International Herald Tribune
The fog of 'war on terror'
Tuesday, June 19, 2007

HONG KONG: On the face of it, the "war on terror" is going well in Southeast Asia. But in this murky world, intelligence and propaganda easily become interchangeable.

Meanwhile the much larger, bloodier problems of the Muslim separatist insurgency in southern Thailand and the Philippines continue.

The good news from Indonesia was the recent arrest of the alleged top two leaders of Jemaah Islamiyah. This was claimed to be a body blow to the organization, which is said to have been behind the Bali bombings in 2002 and the attacks on Western targets in Jakarta in 2003 and 2004.

Caution is needed, however. There are many Indonesians - including some in the government - who doubt that Jemaah Islamiyah is an organization with a structure, rather than a concept with which zealots are to varying degrees affiliated. Thus, while the arrest of dangerous individuals is a success, decapitating a headless movement would be of limited value.

In any event, there has not been a significant terrorist act against Western targets in Indonesia for two years, which could be variously attributed to good police work, public disgust at the violence, or the end of links between Islamic militants and those with different agendas.
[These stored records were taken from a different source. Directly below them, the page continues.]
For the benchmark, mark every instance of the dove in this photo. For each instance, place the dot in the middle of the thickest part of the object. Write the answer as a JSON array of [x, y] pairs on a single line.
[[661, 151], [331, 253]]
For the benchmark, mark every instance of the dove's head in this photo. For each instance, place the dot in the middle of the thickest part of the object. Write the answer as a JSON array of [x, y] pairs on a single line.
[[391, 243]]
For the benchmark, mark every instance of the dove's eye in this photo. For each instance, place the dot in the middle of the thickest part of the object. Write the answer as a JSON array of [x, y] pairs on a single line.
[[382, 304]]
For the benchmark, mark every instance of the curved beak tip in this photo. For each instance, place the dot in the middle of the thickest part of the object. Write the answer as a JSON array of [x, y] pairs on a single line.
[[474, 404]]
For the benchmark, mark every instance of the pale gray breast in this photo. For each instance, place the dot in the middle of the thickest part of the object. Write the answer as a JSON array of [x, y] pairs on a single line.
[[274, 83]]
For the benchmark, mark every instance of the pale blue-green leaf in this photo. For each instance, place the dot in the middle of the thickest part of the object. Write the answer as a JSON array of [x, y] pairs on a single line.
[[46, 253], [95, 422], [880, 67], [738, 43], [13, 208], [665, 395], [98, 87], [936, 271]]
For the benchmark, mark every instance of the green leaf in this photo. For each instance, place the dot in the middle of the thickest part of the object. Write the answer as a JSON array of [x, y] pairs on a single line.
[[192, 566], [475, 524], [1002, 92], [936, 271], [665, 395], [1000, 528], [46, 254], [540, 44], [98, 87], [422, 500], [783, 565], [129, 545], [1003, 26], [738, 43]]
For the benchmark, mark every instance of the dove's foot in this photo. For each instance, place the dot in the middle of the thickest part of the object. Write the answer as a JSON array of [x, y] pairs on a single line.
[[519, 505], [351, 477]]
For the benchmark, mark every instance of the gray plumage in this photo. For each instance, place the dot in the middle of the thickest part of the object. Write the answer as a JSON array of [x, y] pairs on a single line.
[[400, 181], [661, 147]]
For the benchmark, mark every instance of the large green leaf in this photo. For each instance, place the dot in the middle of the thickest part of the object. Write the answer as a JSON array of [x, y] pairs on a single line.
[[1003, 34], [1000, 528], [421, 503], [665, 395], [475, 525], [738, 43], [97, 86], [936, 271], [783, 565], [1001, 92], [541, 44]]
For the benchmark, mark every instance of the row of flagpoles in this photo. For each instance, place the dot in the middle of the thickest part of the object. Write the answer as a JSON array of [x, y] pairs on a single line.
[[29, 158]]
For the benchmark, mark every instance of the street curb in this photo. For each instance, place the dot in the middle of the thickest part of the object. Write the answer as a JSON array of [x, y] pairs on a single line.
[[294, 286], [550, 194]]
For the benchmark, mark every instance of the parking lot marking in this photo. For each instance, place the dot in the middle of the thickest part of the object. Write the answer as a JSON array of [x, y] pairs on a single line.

National pride is a stronger force than religion in Indonesia. If anything gained sympathy for Jemaah Islamiyah it was not bombings, but the attempt to pin the Bali bombing on its supposed spiritual leader, Abdul Bakar Bashir. Though found guilty, his light sentence reflected widespread skepticism about his purported role.

Likewise the fact that another leading militant, known as Hambali, was whisked off to Guantánamo after being caught in Thailand in 2003, rather than being tried in Indonesia, rankles with Indonesians.

Sporadic violence will doubtless continue in Indonesia, including assassinations of Christians by Muslim zealots in regions of traditional communal friction. But it is seldom noted in the outside world that Indonesia's worst communal violence in recent years has been the massacres of Muslim migrants in Borneo by non-Muslim indigenous groups.

The other purported anti-terror "success" last week came from Singapore, where the authorities announced that between November 2006 and April 2007, five alleged militants had been detained under the Internal Security Act .

Four were said to be members of Jemaah Islamiyah. The fifth, a Singaporean Malay law lecturer, was said to have been converted to radicalism via the Internet and to have been planning to go to Afghanistan via Pakistan. The five were apparently detained elsewhere before being "rendered" to Singapore.

The problem with Singapore's claim is that it has a long history of Internal Security Act arrests - including journalists for well-known publications - accused of Marxist, "Euro-Communist" and other dubious conspiracies. Their release has sometimes been contingent on "confessions," some televised.

There have been no recent public confessions, but the authorities did say last week that five Islamists detained previously had been released on June 1 after being "successfully rehabilitated."

In the past, the government has shown an interest in playing up Communist threats. Now many local critics, as well as Malay neighbors, argue that Singapore maintains the sense of a Muslim threat in order to justify domestic oppression and to enhance Chinese solidarity.

The bottom line is that without open court appearances and a free media, one can only guess as to what extent terror cases are real, and to what extent they are a propaganda tool.

Singapore is not unique. In the West, agencies that combat terror are also often the ones that use misinformation either as a weapon against their opponents or in pursuit of some political objective.

As the Iraq war has shown, journalists with no independent means of confirming official assertions are easily led. The preference of supposedly law-abiding governments to lock up suspects rather than try them in open court merely thickens the fog of war.

Meanwhile the much bigger problem - that of Malay/Muslim southern Thailand - goes from bad to worse.

This is as much about ethnic and language differences as about religion, and has little to do with Jemaah Islamiyah or Al Qaeda. It has become a significant factor in Bangkok's turbulent domestic politics and has the potential to create very serious problems with Malaysia.

Killings have been multiplying, yet there is no sign of a group with which Bangkok can negotiate, or of any willingness on the part of a traditionally centralizing Bangkok to confer autonomy on the region.

The danger of escalation is not so much that the conflict will spawn jihadists, but that the militants will extend their reach from the south to Bangkok or Phuket, just as the IRA once extended its reach from Belfast to London.